Tuesday 15 March 2011

Look and Listen


After our second weekly meeting at Khoj today, I have come to the conclusion that there are two different things going on in this residency:

1) The artists are interacting/communicating with each other – which is to be expected.
2) The artworks are interacting/communicating with each other – which is perhaps a little unexpected...
(More on how Khoj is turning into its very own unique eco-habitat later!)

While much of this is happening unintentionally, for Navin Thomas his primary focus is to make his artworks “speak.”  He explains it to us so:

“I wanted to work with materials closest to me - radio and ecology; it’s not sculpture, it’s not ‘print on canvas,’ it’s not ‘pure object.’  I want to ask: what happens beyond the system of objects?  I try to push that dialogue further.  Seeing as I come from an acoustic background, I pursue the idea of how to make the objects speak.”

And so that brings us to Navin’s first work-in-progress for this residency consisting of steel urinals, which will hopefully emit sub-sonic frequencies recorded at the Yamuna River.  Except there is one problem – not much seems to move in the thick sludge of the Yamuna.
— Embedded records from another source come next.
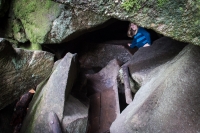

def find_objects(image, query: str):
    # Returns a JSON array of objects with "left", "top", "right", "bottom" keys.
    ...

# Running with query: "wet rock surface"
[{"left": 0, "top": 40, "right": 54, "bottom": 110}]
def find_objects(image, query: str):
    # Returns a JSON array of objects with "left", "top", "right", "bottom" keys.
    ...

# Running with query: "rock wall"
[
  {"left": 59, "top": 0, "right": 200, "bottom": 45},
  {"left": 2, "top": 0, "right": 200, "bottom": 49}
]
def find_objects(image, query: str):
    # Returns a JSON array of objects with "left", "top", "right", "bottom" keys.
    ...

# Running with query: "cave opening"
[
  {"left": 42, "top": 18, "right": 163, "bottom": 117},
  {"left": 42, "top": 18, "right": 162, "bottom": 62}
]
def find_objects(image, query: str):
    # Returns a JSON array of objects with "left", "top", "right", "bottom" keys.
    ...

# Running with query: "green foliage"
[
  {"left": 121, "top": 0, "right": 141, "bottom": 12},
  {"left": 121, "top": 0, "right": 169, "bottom": 12}
]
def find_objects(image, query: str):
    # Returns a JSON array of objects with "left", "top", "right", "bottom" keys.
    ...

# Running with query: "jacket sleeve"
[
  {"left": 142, "top": 30, "right": 151, "bottom": 45},
  {"left": 130, "top": 38, "right": 137, "bottom": 48}
]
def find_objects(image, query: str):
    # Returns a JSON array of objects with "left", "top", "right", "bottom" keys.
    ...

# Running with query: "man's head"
[{"left": 127, "top": 23, "right": 138, "bottom": 37}]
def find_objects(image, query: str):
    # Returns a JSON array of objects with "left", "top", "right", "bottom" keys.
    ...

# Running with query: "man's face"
[{"left": 130, "top": 23, "right": 138, "bottom": 31}]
This sacred river is so polluted by our sewage and waste products that when Navin held a ‘hydrophone’ (an instrument used to sense life-forms) into it he was unable to detect any signs of life – except one, some kind of cat-fish, with red-bulging eyes.



Which brings us to his next work, part of a series called “Meet the neighbours” where he will be displaying these supposedly mutated fish in large water-tanks.  He is curious to study its possible mutations but he’s also just curious to see what kind of creature is capable of sustaining itself in such conditions.

And that’s the main makhzat (purpose) of Navin’s works: to observe.  He isn’t particularly interested in highly technological media as he doesn’t want the audience to be distracted by spectacle – he just wants us to observe and for the various structures and animals in his artworks to speak...mostly to each other.

Ode to Dengue” is also going to be in a similar vain – an architectural structure that will record the effects of lunar and U.V. light on the local bat colony and insects.  This not only looks at the influence of urban architecture on ecology, but asks the question of “how defunct structures can sustain all kinds of ecology.”

When I ask about what inspires Navin, he tells me “I’m not influenced by artists – I go to the flea-market for inspiration.  I think you can tell a lot about a culture by what it throws away.  I observe objects, I try to understand them by bringing them home and making them speak.”